Mia Ridge’s article “Where next for open cultural data in museums” brings up the history and usage of the open cultural data. Ridge highlights events such as the US and UK launching open data sites in 2009 and the Brooklyn museum’s release of its data through an API as key moments in the wave towards digitizing and making cultural data available. As a short aside, API is an abbreviation of “application program interface” even this definition is not very clarifying however and it is difficult to find a practical definition online.

Ridges goes on to make the point that now while many museums have made data available, the data is not used as much as the institution or organization might expect.  She points to murky licenses and inconsistent data as potential reasons for this underuse.
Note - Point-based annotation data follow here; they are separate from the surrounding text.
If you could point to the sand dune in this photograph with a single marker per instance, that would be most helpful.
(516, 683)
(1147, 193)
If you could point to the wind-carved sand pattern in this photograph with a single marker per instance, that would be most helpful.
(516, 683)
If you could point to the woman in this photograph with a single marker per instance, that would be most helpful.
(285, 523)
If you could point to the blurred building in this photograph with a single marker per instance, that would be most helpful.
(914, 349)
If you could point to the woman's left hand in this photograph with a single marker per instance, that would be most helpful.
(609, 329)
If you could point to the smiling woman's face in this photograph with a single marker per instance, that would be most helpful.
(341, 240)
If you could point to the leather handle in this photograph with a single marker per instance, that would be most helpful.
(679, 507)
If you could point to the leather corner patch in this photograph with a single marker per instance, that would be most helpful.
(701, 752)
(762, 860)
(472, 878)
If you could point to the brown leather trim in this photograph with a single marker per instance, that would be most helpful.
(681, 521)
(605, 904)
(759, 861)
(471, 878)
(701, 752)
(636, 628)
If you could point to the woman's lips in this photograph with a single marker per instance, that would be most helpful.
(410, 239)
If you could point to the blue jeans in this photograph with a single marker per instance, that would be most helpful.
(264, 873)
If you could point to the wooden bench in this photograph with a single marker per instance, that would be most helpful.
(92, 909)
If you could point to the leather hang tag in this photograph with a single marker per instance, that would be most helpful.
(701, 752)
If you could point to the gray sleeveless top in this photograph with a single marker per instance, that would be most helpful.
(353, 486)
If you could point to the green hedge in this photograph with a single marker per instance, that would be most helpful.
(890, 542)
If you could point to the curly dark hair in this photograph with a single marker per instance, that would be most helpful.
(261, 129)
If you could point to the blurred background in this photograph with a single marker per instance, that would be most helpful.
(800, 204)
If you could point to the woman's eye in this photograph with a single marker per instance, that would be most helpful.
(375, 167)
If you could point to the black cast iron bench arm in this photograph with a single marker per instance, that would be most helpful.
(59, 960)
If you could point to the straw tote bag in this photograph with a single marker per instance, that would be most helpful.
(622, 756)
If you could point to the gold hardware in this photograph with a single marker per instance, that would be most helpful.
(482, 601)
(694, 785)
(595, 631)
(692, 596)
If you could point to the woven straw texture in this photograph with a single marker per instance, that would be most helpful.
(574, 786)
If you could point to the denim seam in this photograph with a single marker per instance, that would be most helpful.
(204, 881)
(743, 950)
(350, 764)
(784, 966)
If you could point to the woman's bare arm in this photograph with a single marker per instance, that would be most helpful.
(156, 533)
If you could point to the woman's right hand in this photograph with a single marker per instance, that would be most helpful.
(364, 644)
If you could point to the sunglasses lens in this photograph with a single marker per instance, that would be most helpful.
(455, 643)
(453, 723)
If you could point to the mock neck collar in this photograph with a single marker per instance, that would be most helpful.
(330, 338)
I resonate with this point as for my DH 101 project my group was working with data collected from a series of menus in the New York Public Library collection.  The library has been working to digitize the menus in a series of ways they have, however, been relying on public volunteer support.  This is problematic as it leads to inconsistent inputs such as in capitalization of names and the input of units.  For my own group, this kept us from being able to take our research in particular directions.

We also experienced there being too much data available.  While this may not seems like a problem it became overwhelming and the length of our project forced us to narrow our focus.  This speaks directly to the museum’s sentiments on their data not being used as much as they would have thought.  Museums house many objects, each containing its own extensive metadata and data contained within the object itself.  When we move to digitize this, the data produced is extensive and this makes it difficult for it all to be used.

Week 2: LACMA’s South Asian gallery

In “The Exhibitionary Complex,” Bennett describes the role museums played early in their inception as places though which perception is manipulated and the public, in a sense, controlled through them.  Greenblatt presents resonance and wonder which are tools, really, through which the museum is able to influence the audience’s perception of the objects.

ssea_reinstallation_20110106-vw006Greenblatt’s definition of resonance and wonder are part of the museum effect, how an object, by simply being placed inside the museum, is elevated from being an object of function and décor to being seen as a fine piece of art.  Resonance and the cherishing of objects for the cultural history they carry is part of this effect.  Wonder also plays into this.  Greenblatt’s description of “boutique lighting” can be seen in LACMA’s South Asian and South East Asian galleries where works have been arranged within a dark room with their own, individual spotlights.

The effects of this curating are double sided.  While the object focus elevates the works and causes wonder or admiration for the skill and beauty, the cultures of origin are being isolated from the viewer.  The dark walls and light create such “awe” that the works begin to feel other worldly.  The works are being admired and praised out of our admiration of their aesthetic beauty and we are not given any knowledge or understanding of the culture that produced them.

I would argue that these galleries do not contextualize and justly historicize the works they present as there is little didactic information attached to them.  In essence, there is so much wonder created that the viewer is not able to place the work in a cultural context and resonate with them.